Six months have passed… Will it still build?

When the first customer starts using your software it magically enters the realm of legacy. Being legacy doesn’t mean it is suddenly bad software, nor does it mean that it is no longer useful. It does mean that you will probably be maintaining it for an extended period of time. Other than that you will probably want to improve the product, extend it and build upon it. So, you can be pretty confident that your product will continue to grow – I have yet to see a product where in any given release more features were removed than new features had been added. To facilitate all this, monitor quality and be able to fearlessly improve on your product you have an extensive suite of tests. To make sure that your product keeps working as inteded over time you have a continuous integration server that runs all your tests whenever code is pushed to your source repository.

But, times change, seasons come and go and your product becomes stale and less and less work has to be done on it. Less changes and less builds mean that your test suite runs less often. Eventually you may even disable the job in your continuous integration server as part of your yearly spring cleaning.

An abandoned test suite is a loss of a valuable asset and an effective way to destroy capital.

This is where you should stop and think for a moment. By removing a test suite from your build server you lose control over the suite. Now, if someone fixes a bug in the codebase you do not know if the tests pass. You might not even know that anything was done to the codebase. If this goes on for some time your test suite and the production code will diverge until they reach a point where it seems no longer feasible to look at the tests at all. At this point your test suite is abandoned.

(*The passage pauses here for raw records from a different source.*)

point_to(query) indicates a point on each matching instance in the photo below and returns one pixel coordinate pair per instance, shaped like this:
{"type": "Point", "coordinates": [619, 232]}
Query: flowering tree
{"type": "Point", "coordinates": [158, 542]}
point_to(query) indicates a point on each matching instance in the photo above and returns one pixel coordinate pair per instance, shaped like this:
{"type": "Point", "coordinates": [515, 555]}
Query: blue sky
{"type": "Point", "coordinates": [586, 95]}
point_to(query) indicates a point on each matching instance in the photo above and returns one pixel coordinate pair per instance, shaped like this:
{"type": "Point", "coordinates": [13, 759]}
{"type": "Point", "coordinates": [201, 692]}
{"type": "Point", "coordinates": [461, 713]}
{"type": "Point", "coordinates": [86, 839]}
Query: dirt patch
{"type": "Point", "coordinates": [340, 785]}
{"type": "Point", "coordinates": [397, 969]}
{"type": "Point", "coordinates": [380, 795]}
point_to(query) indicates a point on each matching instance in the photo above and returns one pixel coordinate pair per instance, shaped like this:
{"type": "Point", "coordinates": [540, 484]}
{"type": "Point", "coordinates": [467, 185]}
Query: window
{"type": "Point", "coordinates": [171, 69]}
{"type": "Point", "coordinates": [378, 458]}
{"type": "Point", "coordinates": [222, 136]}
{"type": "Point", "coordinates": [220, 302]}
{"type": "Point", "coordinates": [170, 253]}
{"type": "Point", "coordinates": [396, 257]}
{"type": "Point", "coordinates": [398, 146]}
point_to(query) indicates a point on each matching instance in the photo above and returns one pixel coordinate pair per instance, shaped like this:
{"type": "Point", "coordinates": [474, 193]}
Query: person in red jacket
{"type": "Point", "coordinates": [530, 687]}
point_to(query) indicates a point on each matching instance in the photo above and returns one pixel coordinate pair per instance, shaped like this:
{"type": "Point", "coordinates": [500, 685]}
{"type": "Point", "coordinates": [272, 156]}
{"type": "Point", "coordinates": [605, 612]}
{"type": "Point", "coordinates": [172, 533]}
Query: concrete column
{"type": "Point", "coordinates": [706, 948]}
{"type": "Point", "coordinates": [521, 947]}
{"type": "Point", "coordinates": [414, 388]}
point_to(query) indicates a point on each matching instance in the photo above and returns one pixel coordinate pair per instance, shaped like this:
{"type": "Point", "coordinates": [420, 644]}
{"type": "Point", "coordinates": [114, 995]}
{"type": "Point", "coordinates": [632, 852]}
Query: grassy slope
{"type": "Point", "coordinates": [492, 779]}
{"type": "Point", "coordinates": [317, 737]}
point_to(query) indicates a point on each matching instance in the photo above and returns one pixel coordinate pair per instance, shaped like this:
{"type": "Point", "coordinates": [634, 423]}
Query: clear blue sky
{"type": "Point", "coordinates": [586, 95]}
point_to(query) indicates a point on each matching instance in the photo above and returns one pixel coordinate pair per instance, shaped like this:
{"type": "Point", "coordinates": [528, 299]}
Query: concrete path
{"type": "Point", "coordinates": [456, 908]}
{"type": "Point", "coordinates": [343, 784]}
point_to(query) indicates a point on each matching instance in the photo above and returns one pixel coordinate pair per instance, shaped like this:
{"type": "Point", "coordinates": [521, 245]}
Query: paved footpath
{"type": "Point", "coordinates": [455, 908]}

You don’t want this to happen, do you? An abandoned test suite is a loss of a valuable asset and an effective way to destroy capital.

Tips From the Trenches

Next time you look at your project’s continuous integration configuration I want to encourage you to schedule your jobs to not only run when someone pushes a commit to your source repository but to also have it run on regular intervals. It might be feasible to run a test suite less frequently after a product is no longer actively supported, but removing it from the build server is a solid guarantee that your test suite will rot. It might even lead to the test suite being thrown out, leaving your product exposed and vulnerable.

Sample build schedule in Jenkins

In our case we are working with a lot of different projects, all in different stages of their lifetime. Most of our actively being developed projects are scheduled to build several times a day. An interesting time to test software is at midnight. I would have made a small fortune if I got a dime for every time tests fail – seemingly random – at midnight only to find out that there was an actual edge case that was unaccounted for because healthy developers tend to sleep at night. Builds for projects that see less active development are brought back to weekly and eventually monthly builds. I certainly wouldn’t do anything longer than a monthly build because that would leave a too long period to track down whoever broke a build. It also notifies you of incompatible third-party software and libraries if you keep your integration server up-to-date. Is development spinning up again? Then you should adjust your build server accordingly [1].

The one thing that you should not do is stop running your test suite. Ever.

[1] Perhaps some sort of plugin could do this spinning up/winding down by looking at the frequency of commits to a code repository. Anyone know if something like this exists or are there volunteers for creating a Jenkins plugin?